Spencer framed his pitch around two tools he said he would deploy immediately: a strategy innovation team to examine every department for inefficiencies, and a publicly visible transparency portal on the county website that would list schedules, votes and commissioners’ attendance. "If we have to raise taxes, then it'll be on the ballot," Spencer said, adding that three commissioners alone should not make a decision that affects all taxpayers.

Why it matters: Spencer’s proposals touch on core decisions the county makes about services, salaries and borrowing. He insists a systematic audit can find savings — citing Orem’s outside review, which he said cost roughly $160,000–$200,000 and returned about $1.7 million in savings — and that publishing clear, layperson-friendly budget summaries would make tax requests easier for voters to evaluate.
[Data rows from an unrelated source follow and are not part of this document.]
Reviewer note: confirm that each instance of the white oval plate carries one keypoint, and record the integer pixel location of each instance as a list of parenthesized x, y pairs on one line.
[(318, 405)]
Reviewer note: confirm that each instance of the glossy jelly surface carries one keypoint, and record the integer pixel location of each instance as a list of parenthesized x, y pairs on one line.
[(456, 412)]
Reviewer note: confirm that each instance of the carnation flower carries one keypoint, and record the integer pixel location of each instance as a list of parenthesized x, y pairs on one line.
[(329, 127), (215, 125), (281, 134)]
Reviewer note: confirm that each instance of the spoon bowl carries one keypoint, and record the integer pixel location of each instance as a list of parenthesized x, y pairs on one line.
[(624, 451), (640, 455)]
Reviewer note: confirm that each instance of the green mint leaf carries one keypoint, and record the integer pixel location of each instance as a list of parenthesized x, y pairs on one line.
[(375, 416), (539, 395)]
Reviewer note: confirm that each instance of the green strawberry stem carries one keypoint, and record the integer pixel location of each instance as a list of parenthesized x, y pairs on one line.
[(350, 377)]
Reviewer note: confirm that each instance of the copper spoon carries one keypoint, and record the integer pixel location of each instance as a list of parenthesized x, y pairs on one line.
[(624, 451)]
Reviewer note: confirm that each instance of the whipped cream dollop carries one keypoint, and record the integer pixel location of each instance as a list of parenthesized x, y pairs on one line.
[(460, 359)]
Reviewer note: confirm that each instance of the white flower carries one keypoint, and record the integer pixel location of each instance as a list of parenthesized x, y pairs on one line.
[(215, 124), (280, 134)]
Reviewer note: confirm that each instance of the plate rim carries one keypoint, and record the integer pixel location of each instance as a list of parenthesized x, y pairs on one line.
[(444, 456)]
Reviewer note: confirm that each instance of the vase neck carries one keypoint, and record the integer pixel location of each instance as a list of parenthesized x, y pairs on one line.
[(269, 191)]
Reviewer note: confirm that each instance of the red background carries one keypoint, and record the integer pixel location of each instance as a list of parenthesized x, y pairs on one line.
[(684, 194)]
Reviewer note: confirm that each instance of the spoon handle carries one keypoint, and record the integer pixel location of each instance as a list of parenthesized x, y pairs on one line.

Spencer described concrete targets. He criticized growth in the county commission office staff (saying it grew from six to roughly 20) and questioned recent commissioner pay increases — saying commissioner pay rose from about $117,000 to $170,000 over five years — as examples of areas where the audit would focus. He also proposed a monthly electronic newsletter so constituents could follow commission votes and reasoning.

At the podcast, host Charles Maxwood summarized and pressed Spencer on implementation details, including whether auditors would be independent and how recommendations would translate into savings. Spencer said the audit would be independent and that savings would be documented in the transparency portal so residents could evaluate results. "You can show in the transparency portal: 'Hey, we cut the budget by this. This is what we did,'" he said.

Spencer said he supports core public safety and infrastructure spending — naming the sheriff and jail as priorities — while seeking efficiency elsewhere. He also repeated his pledge to put any necessary tax increase before voters rather than approve it solely through the commission.

Spencer closed the segment by directing listeners to his campaign website and contact information for donations and outreach.